In [75]:
import re

import pandas as pd
import numpy as np
import matplotlib.pyplot as plt
import seaborn as sns

from sklearn.svm import LinearSVC
from sklearn.linear_model import LogisticRegression
from sklearn.feature_extraction.text import CountVectorizer
from sklearn.model_selection import train_test_split

from sklearn.metrics import accuracy_score, roc_auc_score, f1_score
from sklearn import preprocessing

sns.set()

In [76]:
data = pd.read_csv("./data/cleaned.csv")

In [77]:
data = data.dropna()

# Preprocess Data

In [78]:
vectorizer = CountVectorizer()

In [106]:
X = vectorizer.fit_transform(data.cleaned)
y = data.rating > data.rating.median()

In [107]:
trainX, valX, trainy, valy = train_test_split(X, y, train_size=0.8, random_state=486)
valX, testX, valy, testy = train_test_split(valX, valy, train_size=0.5, random_state=486)

In [108]:
scaler = preprocessing.StandardScaler(with_mean=False).fit(trainX)
scaledTrainX = scaler.transform(trainX)

# Train model

In [109]:
clf = LogisticRegression(random_state=486, max_iter=1000)
clf.fit(trainX, trainy)

LogisticRegression(max_iter=1000, random_state=486)

## Evaluate model

In [110]:
f1_score(valy, clf.predict(valX))

0.7985611510791368

In [111]:
accuracy_score(valy, clf.predict(valX))

0.810970464135021

In [112]:
roc_auc_score(valy, clf.decision_function(valX))

0.9033992597600522

## Features with highest and lowest coefs

It looks like most of the features with extreme coefficients are actually usernames.
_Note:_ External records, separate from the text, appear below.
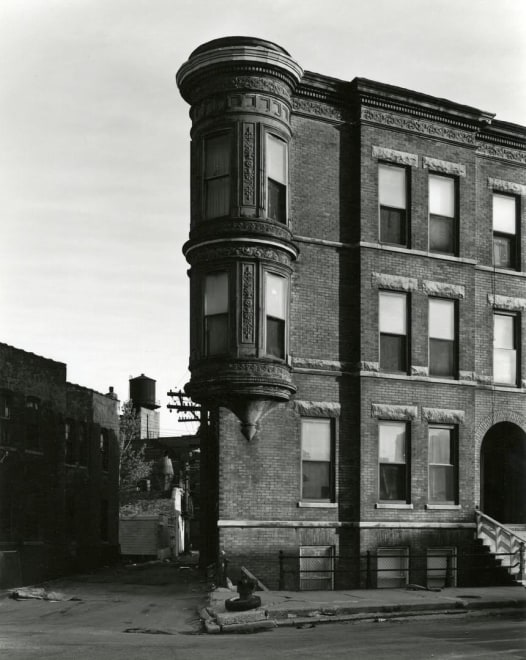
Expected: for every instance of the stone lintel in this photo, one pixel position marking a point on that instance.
(393, 156)
(443, 415)
(394, 282)
(443, 166)
(317, 408)
(499, 185)
(507, 303)
(395, 412)
(443, 289)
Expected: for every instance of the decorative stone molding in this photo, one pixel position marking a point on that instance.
(370, 366)
(399, 157)
(506, 186)
(309, 107)
(387, 411)
(504, 153)
(443, 416)
(317, 408)
(394, 282)
(507, 302)
(417, 126)
(443, 166)
(249, 164)
(210, 253)
(443, 289)
(325, 365)
(247, 304)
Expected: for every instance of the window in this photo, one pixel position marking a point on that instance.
(441, 567)
(442, 465)
(505, 231)
(392, 187)
(392, 567)
(505, 353)
(393, 331)
(442, 338)
(392, 458)
(83, 445)
(276, 178)
(216, 314)
(105, 450)
(104, 520)
(276, 311)
(316, 567)
(442, 214)
(317, 459)
(217, 175)
(5, 405)
(33, 441)
(68, 438)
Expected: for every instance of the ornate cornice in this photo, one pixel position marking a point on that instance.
(503, 153)
(317, 109)
(506, 186)
(425, 127)
(443, 166)
(228, 249)
(393, 156)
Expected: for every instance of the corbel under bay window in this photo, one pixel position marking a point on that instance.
(277, 175)
(275, 314)
(215, 314)
(216, 175)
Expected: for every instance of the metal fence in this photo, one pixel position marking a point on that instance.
(395, 569)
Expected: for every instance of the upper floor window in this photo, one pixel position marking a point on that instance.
(505, 253)
(392, 459)
(216, 314)
(276, 178)
(393, 331)
(505, 353)
(442, 338)
(5, 405)
(105, 449)
(68, 439)
(392, 187)
(217, 175)
(442, 458)
(443, 228)
(317, 459)
(275, 314)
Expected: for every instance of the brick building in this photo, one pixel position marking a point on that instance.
(357, 274)
(59, 462)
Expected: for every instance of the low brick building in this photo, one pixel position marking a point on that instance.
(59, 462)
(357, 273)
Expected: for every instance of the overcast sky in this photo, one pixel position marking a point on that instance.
(94, 155)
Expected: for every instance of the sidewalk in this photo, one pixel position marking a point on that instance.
(301, 608)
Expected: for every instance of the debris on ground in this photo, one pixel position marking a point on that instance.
(37, 593)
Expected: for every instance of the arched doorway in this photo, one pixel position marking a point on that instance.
(503, 473)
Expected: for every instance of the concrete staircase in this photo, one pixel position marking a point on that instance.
(506, 543)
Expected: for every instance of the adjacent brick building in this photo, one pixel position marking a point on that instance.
(357, 274)
(59, 462)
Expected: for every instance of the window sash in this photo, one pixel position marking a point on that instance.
(393, 313)
(317, 459)
(442, 196)
(442, 319)
(505, 214)
(393, 226)
(442, 465)
(392, 186)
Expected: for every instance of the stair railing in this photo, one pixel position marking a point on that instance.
(503, 543)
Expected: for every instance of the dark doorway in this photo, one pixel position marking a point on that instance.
(503, 473)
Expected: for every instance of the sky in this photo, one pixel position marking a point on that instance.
(94, 150)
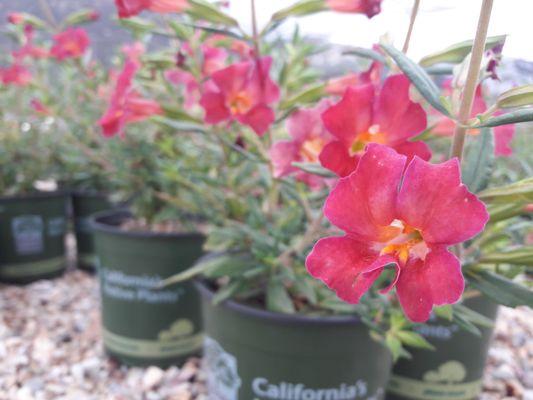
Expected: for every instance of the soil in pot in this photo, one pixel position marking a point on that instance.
(32, 237)
(252, 354)
(454, 371)
(144, 324)
(84, 205)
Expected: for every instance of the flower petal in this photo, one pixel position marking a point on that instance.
(436, 281)
(433, 199)
(364, 203)
(351, 115)
(346, 266)
(398, 116)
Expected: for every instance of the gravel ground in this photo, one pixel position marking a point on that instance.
(50, 349)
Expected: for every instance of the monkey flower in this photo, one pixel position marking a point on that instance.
(367, 7)
(360, 118)
(405, 217)
(308, 138)
(130, 8)
(242, 92)
(71, 43)
(503, 135)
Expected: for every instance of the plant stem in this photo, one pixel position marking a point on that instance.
(471, 80)
(414, 13)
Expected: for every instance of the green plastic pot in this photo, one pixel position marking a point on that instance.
(84, 205)
(253, 354)
(454, 371)
(144, 324)
(32, 236)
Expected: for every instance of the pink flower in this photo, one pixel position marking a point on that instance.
(368, 7)
(127, 105)
(71, 43)
(361, 118)
(242, 92)
(308, 138)
(503, 135)
(130, 8)
(16, 74)
(407, 217)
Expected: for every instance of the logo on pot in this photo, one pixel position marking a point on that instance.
(298, 391)
(223, 381)
(449, 372)
(28, 234)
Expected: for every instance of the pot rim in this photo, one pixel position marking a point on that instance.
(36, 195)
(285, 319)
(101, 222)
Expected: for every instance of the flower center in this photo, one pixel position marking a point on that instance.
(240, 103)
(373, 135)
(311, 149)
(408, 242)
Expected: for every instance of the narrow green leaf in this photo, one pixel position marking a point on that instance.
(514, 117)
(456, 53)
(516, 97)
(277, 298)
(479, 161)
(499, 289)
(419, 78)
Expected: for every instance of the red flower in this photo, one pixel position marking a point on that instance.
(308, 138)
(16, 74)
(130, 8)
(408, 219)
(242, 92)
(71, 43)
(361, 118)
(503, 135)
(368, 7)
(126, 104)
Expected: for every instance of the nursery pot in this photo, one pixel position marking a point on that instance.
(85, 204)
(454, 371)
(32, 236)
(143, 323)
(253, 354)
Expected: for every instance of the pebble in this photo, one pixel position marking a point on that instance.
(51, 349)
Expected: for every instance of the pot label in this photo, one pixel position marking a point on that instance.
(443, 383)
(223, 381)
(138, 288)
(28, 234)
Let's try to filter those out.

In [91]:
np.array(vectorizer.get_feature_names())[np.argsort(clf.coef_)[0, -50:]]

array(['sahilkapur', 'congratulations', 'kitty', 'glorious', 'improved',
       'previously', 'nudge', 'great', 'jamescarville', 'never',
       'morningshowca', 'textures', 'david', 'coming', 'trustfauci',
       'philiprucker', 'composition', 'memoriam', 'amazing', 'stained',
       'aaronrodgers12', 'royalfamily', 'rbg', 'cake', 'timodc', 'hero',
       'beschlossdc', 'happy', 'done', 'pooch', 'nailed', 'excellent',
       'flawless', 'bobpisani', 'however', 'governor', 'perfection',
       'rater', 'gorgeous', 'ten', 'perfect', 'music', 'pineapple',
       'joebiden', 'aweissmann_', 'thank', 'historic', 'support', 'win',
       'justintrudeau'], dtype='<U28')

In [92]:
np.array(vectorizer.get_feature_names())[np.argsort(clf.coef_)[0, :50]]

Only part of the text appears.